◇2◇ 片岡君は奢られたくない。

 会社から徒歩5分のイタリアンキッチンである。


 正直こういうおしゃれな空間は苦手なんだけど、片岡君が指定したのだから仕方がない。なぜか店は片岡君がいつも決めてしまうのだ。


 もう少し歩けばしょうが焼きが美味しい定食屋もあるんだけど、片岡君からすれば、自分達のような若者が昼休みに入るようなところではないのかもしれない――なんて言ったら、あそこのおばちゃん怒るんだろうなぁ。


 片岡君は熟考の末、きのこたっぷりのカルボナーラを頼んだ。視線はずっとトマト系に注がれていたが、よりによって今日のシャツは真っ白なのだ。だったらなぜイタリアンをチョイスしたのか、せめてピザじゃ駄目だったのか、という部分はさておいて、カルボナーラならまだ万が一の場合でも目立たないだろう、ということらしい。
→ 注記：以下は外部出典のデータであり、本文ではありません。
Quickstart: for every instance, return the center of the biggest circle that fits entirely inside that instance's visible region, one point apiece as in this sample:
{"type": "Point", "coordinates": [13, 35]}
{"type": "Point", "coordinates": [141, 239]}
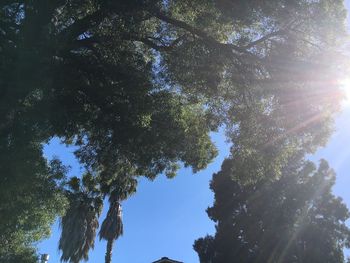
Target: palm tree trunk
{"type": "Point", "coordinates": [108, 257]}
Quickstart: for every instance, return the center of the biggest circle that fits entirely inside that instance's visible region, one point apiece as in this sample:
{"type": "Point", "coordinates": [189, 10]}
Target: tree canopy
{"type": "Point", "coordinates": [293, 219]}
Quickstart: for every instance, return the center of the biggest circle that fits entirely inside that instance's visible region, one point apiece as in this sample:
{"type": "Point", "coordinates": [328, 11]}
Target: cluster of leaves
{"type": "Point", "coordinates": [293, 219]}
{"type": "Point", "coordinates": [138, 85]}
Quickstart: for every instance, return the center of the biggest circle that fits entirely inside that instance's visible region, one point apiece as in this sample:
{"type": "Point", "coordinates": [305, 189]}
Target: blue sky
{"type": "Point", "coordinates": [165, 216]}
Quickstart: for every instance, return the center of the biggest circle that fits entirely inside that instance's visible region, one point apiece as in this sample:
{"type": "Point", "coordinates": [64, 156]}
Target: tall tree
{"type": "Point", "coordinates": [112, 225]}
{"type": "Point", "coordinates": [80, 222]}
{"type": "Point", "coordinates": [140, 84]}
{"type": "Point", "coordinates": [293, 219]}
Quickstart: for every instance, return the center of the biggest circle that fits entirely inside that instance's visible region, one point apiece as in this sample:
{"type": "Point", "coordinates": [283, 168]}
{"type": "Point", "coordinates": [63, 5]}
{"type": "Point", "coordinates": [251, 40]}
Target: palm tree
{"type": "Point", "coordinates": [112, 227]}
{"type": "Point", "coordinates": [80, 222]}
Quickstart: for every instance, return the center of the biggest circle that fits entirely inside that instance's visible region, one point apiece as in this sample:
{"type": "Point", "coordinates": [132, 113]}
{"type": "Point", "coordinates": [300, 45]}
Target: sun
{"type": "Point", "coordinates": [345, 87]}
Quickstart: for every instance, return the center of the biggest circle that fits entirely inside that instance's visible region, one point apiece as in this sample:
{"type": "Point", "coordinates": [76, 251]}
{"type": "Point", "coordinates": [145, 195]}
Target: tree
{"type": "Point", "coordinates": [112, 226]}
{"type": "Point", "coordinates": [80, 222]}
{"type": "Point", "coordinates": [28, 205]}
{"type": "Point", "coordinates": [140, 84]}
{"type": "Point", "coordinates": [293, 219]}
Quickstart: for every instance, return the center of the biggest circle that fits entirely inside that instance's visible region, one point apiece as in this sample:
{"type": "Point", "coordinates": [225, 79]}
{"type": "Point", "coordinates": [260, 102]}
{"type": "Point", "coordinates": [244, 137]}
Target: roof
{"type": "Point", "coordinates": [166, 260]}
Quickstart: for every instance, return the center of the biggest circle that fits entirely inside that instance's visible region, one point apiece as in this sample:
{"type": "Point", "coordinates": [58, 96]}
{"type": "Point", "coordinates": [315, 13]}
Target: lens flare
{"type": "Point", "coordinates": [345, 87]}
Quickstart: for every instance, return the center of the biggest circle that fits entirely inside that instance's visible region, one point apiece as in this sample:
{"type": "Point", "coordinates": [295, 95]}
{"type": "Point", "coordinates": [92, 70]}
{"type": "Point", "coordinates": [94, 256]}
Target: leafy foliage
{"type": "Point", "coordinates": [80, 223]}
{"type": "Point", "coordinates": [293, 219]}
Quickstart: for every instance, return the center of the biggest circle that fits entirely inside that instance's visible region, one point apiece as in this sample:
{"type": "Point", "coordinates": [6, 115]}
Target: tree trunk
{"type": "Point", "coordinates": [108, 257]}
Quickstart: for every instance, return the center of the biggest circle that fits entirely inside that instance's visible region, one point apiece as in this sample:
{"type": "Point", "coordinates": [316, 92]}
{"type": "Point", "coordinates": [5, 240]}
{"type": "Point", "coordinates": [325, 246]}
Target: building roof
{"type": "Point", "coordinates": [166, 260]}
 パスタも嫌いじゃないけど、正直どうにも足りない。出来れば白米が食べたいのだ。

 せめてもと照り焼きチキンがどどんと乗っかった和風パスタにする。せっかく片岡君が泣く泣くトマトを諦めたのだ、上司がこれ見よがしにチーズハンバーグの乗ったミートソースを頼むわけにはいかないだろう。


 しかし、イタリアンキッチンなのに和風パスタもあるなんて。すごいな、昨今のイタリアン。


 そんなことを思いつつメニューを端に避け、片岡君から手渡された資料に目を通す。


「うん、今回も内容は問題ないよ。レイアウトも工夫されているし、見易い。特にここのグラフが良いな。イメージが沸きやすいし、数字や文字ばっかりだとそれだけで面倒だって印象を持たれかねない。さすが片岡君、ばっちり」


 そう言って資料を手渡すと、やはり片岡君は手のひらサイズの手帳型電子メモパッドのディスプレイに専用のペンを走らせた。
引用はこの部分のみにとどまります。